ROUGE-1 Recall = \( \frac{Unigrams \ matches}{Unigrams \ in \ reference} \)
ROUGE-1 Precision = \( \frac{Unigrams \ matches}{Unigrams \ in \ output} \)
ROUGE-2 Recall = \( \frac{Bigrams \ matches}{Bigrams \ in \ reference} \)
ROUGE-2 Precision = \( \frac{Bigrams \ matches}{Bigrams \ in \ output} \)
LCS-L Recall = \( \frac{LCS(gen, ref)}{Unigrams \ in \ ref} \)
LCS-L Precision = \( \frac{LCS(gen, ref)}{Unigrams \ in \ output} \)
NOTE : LCS stands for Longest Common Subsequence, gen is generated output and ref is reference.
BLEU
It is Bilingual Evaluation Understudy. This metric measures quality of text translation.
BLUE Metric = Avg(Precision across range of n-gram sizes)
Perplexity
Perplexity is a metric for autoregressive or causal language models. Its not well defined for masked language models like BERT. Perplexity is defined as the exponentiated average negative log-likelihood of a sequence.

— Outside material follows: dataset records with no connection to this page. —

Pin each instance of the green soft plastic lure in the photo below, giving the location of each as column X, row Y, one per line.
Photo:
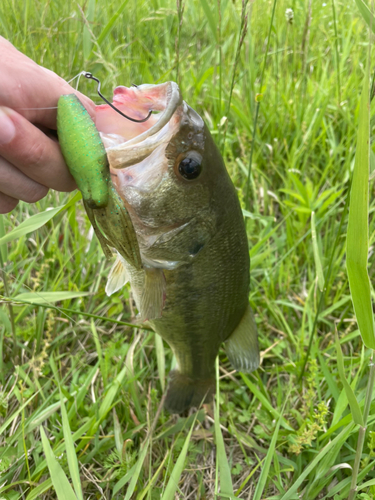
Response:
column 85, row 156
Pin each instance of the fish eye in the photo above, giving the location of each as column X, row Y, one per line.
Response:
column 190, row 168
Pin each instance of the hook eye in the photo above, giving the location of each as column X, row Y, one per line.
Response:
column 90, row 76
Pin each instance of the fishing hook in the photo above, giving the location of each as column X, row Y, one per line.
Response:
column 90, row 76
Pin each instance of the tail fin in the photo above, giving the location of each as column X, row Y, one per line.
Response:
column 184, row 392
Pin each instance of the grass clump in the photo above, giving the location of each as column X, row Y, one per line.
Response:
column 72, row 365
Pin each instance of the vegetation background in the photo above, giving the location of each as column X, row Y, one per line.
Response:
column 80, row 389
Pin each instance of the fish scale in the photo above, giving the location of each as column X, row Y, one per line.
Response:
column 181, row 236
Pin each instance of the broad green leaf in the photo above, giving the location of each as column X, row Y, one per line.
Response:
column 37, row 221
column 224, row 473
column 357, row 235
column 341, row 438
column 59, row 480
column 125, row 479
column 170, row 490
column 353, row 403
column 317, row 259
column 253, row 388
column 70, row 452
column 45, row 297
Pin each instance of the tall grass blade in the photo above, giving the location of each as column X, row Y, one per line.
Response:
column 45, row 297
column 37, row 221
column 160, row 359
column 211, row 18
column 339, row 440
column 357, row 235
column 137, row 470
column 366, row 14
column 70, row 452
column 111, row 23
column 59, row 480
column 353, row 403
column 317, row 259
column 226, row 485
column 261, row 482
column 170, row 490
column 3, row 248
column 87, row 42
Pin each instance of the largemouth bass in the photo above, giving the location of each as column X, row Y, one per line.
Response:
column 159, row 193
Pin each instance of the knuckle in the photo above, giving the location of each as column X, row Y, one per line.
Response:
column 35, row 154
column 7, row 204
column 35, row 193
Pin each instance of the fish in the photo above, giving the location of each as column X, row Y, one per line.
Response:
column 158, row 192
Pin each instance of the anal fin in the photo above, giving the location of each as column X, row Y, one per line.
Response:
column 118, row 276
column 242, row 346
column 153, row 297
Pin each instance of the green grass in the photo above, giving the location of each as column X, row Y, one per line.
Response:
column 82, row 371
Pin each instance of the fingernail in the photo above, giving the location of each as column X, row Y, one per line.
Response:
column 7, row 128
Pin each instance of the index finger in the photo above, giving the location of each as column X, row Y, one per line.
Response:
column 29, row 88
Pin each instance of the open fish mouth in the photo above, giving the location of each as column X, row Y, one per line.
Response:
column 127, row 142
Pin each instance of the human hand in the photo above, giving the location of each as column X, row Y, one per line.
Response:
column 30, row 159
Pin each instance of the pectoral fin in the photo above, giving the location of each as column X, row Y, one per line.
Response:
column 242, row 346
column 117, row 226
column 153, row 297
column 118, row 276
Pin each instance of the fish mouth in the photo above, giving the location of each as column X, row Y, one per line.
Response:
column 127, row 142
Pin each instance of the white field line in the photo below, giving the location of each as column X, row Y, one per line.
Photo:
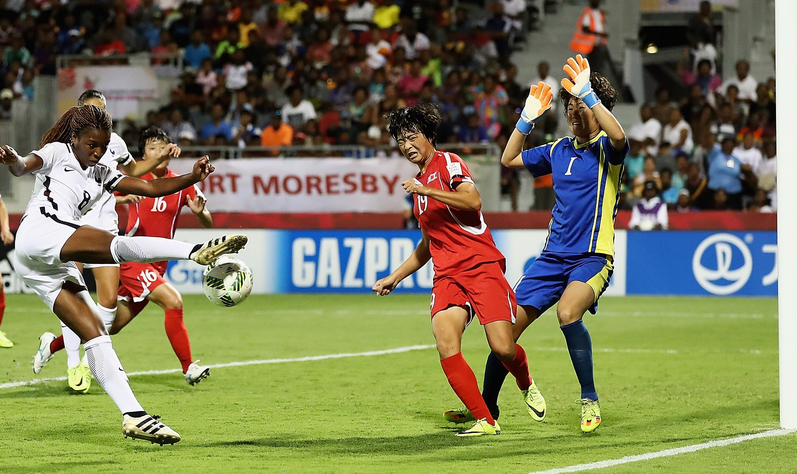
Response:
column 398, row 350
column 666, row 453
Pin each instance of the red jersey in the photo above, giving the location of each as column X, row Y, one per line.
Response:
column 458, row 240
column 157, row 217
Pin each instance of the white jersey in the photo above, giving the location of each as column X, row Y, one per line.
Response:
column 63, row 189
column 102, row 214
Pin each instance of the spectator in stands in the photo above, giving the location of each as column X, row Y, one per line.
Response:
column 647, row 130
column 290, row 11
column 473, row 131
column 697, row 186
column 217, row 128
column 650, row 213
column 684, row 205
column 724, row 126
column 669, row 191
column 277, row 133
column 298, row 110
column 725, row 174
column 6, row 99
column 549, row 121
column 490, row 100
column 236, row 70
column 767, row 172
column 247, row 133
column 177, row 124
column 196, row 52
column 764, row 105
column 359, row 16
column 663, row 107
column 411, row 40
column 272, row 28
column 678, row 133
column 410, row 85
column 701, row 26
column 747, row 153
column 743, row 80
column 648, row 173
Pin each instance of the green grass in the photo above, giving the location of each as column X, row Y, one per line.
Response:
column 671, row 372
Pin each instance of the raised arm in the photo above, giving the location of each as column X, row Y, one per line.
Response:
column 18, row 165
column 166, row 186
column 416, row 260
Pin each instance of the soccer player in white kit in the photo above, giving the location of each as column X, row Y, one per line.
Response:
column 102, row 215
column 51, row 238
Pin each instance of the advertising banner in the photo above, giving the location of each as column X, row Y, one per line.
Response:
column 702, row 263
column 123, row 87
column 305, row 184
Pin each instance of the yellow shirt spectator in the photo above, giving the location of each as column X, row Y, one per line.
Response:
column 290, row 11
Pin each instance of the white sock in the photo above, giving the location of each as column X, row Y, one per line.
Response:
column 108, row 371
column 149, row 249
column 107, row 316
column 71, row 346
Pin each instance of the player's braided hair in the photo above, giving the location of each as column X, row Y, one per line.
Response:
column 602, row 88
column 91, row 94
column 75, row 121
column 423, row 117
column 152, row 134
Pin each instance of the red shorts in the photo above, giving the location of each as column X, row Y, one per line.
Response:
column 137, row 281
column 483, row 291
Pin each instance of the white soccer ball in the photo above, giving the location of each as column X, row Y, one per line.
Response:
column 227, row 281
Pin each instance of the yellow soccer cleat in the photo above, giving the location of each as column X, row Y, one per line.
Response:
column 460, row 415
column 76, row 376
column 535, row 403
column 481, row 428
column 5, row 343
column 590, row 415
column 149, row 428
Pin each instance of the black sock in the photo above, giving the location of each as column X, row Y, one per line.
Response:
column 494, row 375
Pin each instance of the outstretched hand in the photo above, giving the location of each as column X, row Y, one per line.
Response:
column 202, row 168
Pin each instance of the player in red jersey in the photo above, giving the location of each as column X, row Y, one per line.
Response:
column 469, row 270
column 141, row 283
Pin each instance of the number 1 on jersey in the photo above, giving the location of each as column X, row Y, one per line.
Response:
column 570, row 166
column 159, row 205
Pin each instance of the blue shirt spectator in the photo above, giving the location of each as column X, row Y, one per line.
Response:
column 724, row 169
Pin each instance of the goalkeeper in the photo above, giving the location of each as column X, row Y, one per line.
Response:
column 576, row 263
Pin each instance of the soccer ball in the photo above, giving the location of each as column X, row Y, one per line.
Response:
column 227, row 281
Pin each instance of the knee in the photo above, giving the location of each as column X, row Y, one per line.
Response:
column 504, row 351
column 568, row 314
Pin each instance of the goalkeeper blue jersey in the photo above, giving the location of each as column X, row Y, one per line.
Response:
column 586, row 180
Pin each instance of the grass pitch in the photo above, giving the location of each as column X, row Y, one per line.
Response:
column 671, row 372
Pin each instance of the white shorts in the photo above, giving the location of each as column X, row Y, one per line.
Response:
column 37, row 258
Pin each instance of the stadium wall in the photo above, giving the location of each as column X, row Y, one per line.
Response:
column 646, row 263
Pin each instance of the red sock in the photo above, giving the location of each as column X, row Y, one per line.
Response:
column 519, row 367
column 57, row 344
column 462, row 380
column 178, row 336
column 2, row 302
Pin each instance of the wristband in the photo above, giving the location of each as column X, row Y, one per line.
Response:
column 591, row 99
column 524, row 127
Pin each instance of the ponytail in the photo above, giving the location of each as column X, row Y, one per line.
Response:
column 75, row 121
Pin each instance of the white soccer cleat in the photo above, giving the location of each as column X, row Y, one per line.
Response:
column 196, row 373
column 149, row 428
column 43, row 355
column 215, row 248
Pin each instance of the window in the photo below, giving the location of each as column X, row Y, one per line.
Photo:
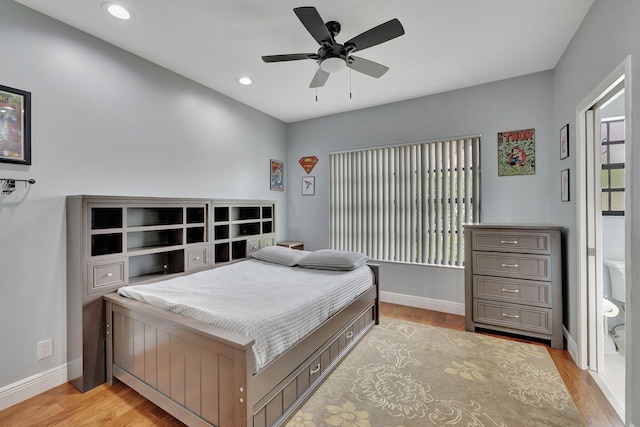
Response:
column 612, row 157
column 406, row 203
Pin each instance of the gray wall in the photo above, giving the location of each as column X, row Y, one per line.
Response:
column 518, row 103
column 609, row 33
column 105, row 122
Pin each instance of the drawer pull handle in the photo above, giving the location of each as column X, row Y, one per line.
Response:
column 510, row 316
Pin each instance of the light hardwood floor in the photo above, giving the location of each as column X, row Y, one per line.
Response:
column 121, row 406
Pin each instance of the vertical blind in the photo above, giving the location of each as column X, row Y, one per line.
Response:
column 406, row 203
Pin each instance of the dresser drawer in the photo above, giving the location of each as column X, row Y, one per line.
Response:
column 105, row 275
column 522, row 266
column 513, row 316
column 505, row 241
column 516, row 291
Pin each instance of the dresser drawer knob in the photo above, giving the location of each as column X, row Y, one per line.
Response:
column 510, row 316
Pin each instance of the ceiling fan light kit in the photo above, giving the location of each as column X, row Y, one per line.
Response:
column 332, row 56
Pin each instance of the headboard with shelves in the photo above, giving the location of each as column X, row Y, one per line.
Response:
column 115, row 241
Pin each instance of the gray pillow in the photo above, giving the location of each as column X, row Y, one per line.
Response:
column 279, row 255
column 329, row 259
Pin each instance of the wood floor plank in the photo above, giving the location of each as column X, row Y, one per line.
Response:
column 119, row 405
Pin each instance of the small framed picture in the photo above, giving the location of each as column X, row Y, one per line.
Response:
column 308, row 185
column 564, row 142
column 276, row 182
column 564, row 185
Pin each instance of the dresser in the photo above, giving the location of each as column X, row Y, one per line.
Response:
column 513, row 280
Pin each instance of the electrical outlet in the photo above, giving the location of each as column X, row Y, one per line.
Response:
column 45, row 348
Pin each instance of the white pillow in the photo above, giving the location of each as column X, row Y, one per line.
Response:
column 328, row 259
column 279, row 255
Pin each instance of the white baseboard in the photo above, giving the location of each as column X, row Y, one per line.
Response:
column 32, row 386
column 422, row 302
column 572, row 347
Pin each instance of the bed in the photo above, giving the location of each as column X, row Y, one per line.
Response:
column 206, row 369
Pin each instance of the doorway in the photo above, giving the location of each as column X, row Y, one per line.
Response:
column 603, row 188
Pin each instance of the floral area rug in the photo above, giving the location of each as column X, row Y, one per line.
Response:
column 406, row 374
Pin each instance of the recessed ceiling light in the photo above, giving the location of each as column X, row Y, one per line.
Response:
column 117, row 11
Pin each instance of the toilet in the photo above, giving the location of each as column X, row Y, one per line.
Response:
column 609, row 309
column 616, row 274
column 618, row 291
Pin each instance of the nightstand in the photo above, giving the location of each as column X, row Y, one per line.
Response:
column 292, row 244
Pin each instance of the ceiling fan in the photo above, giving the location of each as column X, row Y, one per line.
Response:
column 332, row 56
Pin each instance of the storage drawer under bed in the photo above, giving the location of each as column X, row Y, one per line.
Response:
column 317, row 367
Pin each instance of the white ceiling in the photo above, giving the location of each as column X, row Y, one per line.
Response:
column 448, row 44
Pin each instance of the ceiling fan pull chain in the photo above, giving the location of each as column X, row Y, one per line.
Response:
column 350, row 92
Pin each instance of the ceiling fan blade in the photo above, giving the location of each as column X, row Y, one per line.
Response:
column 367, row 67
column 380, row 34
column 319, row 79
column 289, row 57
column 312, row 21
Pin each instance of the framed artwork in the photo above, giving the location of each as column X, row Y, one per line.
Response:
column 308, row 163
column 564, row 185
column 277, row 175
column 517, row 152
column 15, row 126
column 308, row 185
column 564, row 142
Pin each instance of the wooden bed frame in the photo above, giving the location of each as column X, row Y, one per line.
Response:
column 202, row 374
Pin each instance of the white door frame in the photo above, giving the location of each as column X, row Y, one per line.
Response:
column 586, row 310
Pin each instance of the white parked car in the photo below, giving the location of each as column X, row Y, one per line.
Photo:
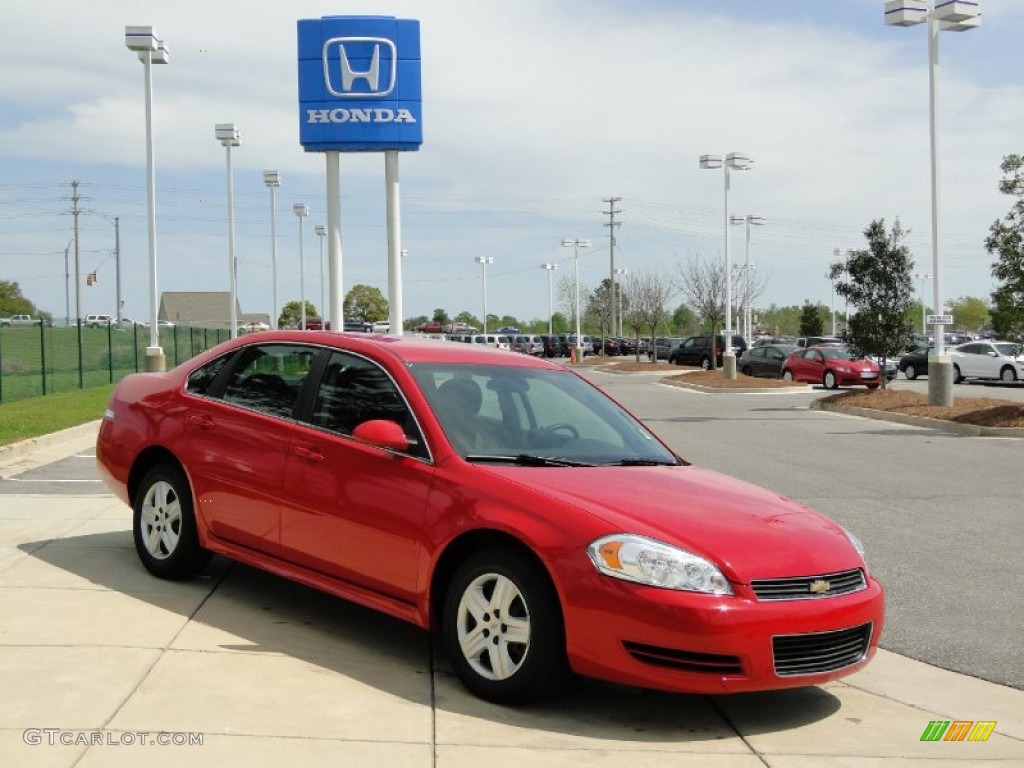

If we have a tokenized sequence \( X = (x_0, x_1, . . . , x_t) \), then perplexity of X is,
\( PPL(X) = \exp[-\frac{1}{t}\sum\limits_{i}^{t}\log p_{\theta}(x_i|x_{<i}) ] \)
This is also equivalent to the exponentiation of the cross-entropy between the data and model predictions.
Evaluation Benchmarks
GLUE
GLUE is Multi-Task Benchmark and Analysis Platform for Natural Language Understanding. Tasks in GLUE includes single sentence tasks (sentiment, acceptability), similarity, parapharase task, inference tasks (NLI, QA) etc.
SuperGLUE
SuperGLUE is a stickier benchmark for General-Purpose Language Understanding Systems. Tasks in SuperGLUE includes QA, NLI, WSD, etc.
HELM
It stands for Holistic Evaluation of Language Models. It test the model with datasets like OpenBookQA, TruthfulQA, IMDB, RAFT etc with metrics like Accuracy , Calibration, Robustness, Fairness, Bias, Toxicity, Efficiency, etc.
MMLU
It stands for Massive Multitask Language Understanding. As the name suggests, these benchmarks are for massive models.